Thursday, September 22, 2011

"Frankly, my dear, I don't give a [expletive]."


The Washington D.C. City Council should be rated R for language (and perhaps in the near future for violence). In a public meeting the other night, Councilperson Phil Mendelson (D-At Large) proposed a tax increase for the district’s wealthiest residents. Councilperson David A. Catania (I-At Large) described the proposal as hypocritical, pointing out that at least two council members had failed to pay their taxes on time. Mendelson said that he didn’t think it was appropriate to bring other members’ personal behavior into the debate, but Catania cut him off by reminding Mendelson that “I don’t give a shit what you think.” Chair Kwame R. Brown (D) tried to bring order, but member Jack Evans (D-Ward 2), an opponent of the tax increase, pointed out that Mendelson’s objection to Catania was “bullshit.” For the next two hours, Brown attempted in vain to bring order to a council that Evans would afterward describe as “the worst council I’ve ever served on in my 20 years on the council.”

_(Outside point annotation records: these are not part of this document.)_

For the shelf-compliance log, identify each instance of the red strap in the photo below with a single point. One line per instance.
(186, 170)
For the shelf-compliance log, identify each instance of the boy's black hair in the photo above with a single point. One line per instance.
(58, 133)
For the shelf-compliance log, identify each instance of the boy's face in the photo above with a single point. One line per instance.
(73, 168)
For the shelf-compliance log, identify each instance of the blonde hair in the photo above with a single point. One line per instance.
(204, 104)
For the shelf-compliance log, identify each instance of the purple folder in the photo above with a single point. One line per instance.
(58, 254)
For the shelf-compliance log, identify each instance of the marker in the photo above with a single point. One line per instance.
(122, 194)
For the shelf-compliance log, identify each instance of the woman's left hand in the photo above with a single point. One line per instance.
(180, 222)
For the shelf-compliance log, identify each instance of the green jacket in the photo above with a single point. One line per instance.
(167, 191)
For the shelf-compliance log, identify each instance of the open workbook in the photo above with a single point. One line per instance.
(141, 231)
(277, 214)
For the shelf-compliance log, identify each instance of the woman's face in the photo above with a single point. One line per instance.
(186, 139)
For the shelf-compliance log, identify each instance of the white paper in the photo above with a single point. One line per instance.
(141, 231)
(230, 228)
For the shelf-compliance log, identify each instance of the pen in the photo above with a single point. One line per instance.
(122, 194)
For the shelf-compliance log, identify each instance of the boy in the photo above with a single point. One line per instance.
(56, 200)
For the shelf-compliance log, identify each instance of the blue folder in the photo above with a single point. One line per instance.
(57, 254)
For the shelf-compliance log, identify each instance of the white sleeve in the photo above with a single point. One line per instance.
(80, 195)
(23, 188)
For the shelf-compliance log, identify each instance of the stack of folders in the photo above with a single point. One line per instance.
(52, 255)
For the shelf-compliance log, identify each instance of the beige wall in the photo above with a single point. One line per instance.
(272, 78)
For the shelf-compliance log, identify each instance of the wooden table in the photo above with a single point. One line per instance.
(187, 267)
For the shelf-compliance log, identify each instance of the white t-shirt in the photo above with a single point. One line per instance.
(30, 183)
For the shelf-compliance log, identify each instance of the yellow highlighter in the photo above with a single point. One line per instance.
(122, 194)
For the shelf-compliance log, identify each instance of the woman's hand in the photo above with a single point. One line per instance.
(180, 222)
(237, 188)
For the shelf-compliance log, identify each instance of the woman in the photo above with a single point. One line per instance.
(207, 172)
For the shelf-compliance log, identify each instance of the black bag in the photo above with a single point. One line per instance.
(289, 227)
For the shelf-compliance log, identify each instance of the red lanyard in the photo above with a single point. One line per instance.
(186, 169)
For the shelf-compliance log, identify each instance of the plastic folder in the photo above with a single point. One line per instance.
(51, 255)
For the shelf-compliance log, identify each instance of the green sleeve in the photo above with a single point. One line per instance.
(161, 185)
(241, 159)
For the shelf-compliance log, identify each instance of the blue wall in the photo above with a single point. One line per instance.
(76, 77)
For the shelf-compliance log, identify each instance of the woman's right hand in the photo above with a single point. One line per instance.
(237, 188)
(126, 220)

I can’t say I’m surprised at the use of this language in a D.C. council meeting. I’m surprised it doesn’t happen more often and in many other public meetings across the country. It pretty much sums up our current state of political dialogue in this country. What does surprise me is that the quotes above appeared as is in an article in The Washington Post the next day. Only a few years ago, Catania’s snipe would have been printed as “I don’t give a [expletive] what you think,” leaving it to the reader to figure out what might have been said. More naïve readers might assume a Rhett Butler interpretation: “I don’t give a damn what you think.” On the other end, some readers might assume a more Dick Cheney locution: “I don’t give a fuck what you think.” (Vice President Dick Cheney told Senator Patrick Leahy to “Go fuck yourself” on the Senate floor a few years, an imperative that didn’t appear in print in most all national papers or on tape on any network or cable channel.) The problem with [expletives] is that they dilute or distort what was actually said, they blur the truth that journalism professes to report. It’s like describing a silver 2011 BMW as “I own a [year] [car] that is [color].” It might convey some vague sense, but there isn’t anything of substance, of matter. We deserve to know how our politicians (and other public figures) behave and speak in public. Euphemism has no place in journalism. And I’m pleased to see The Washington Post moving away from it.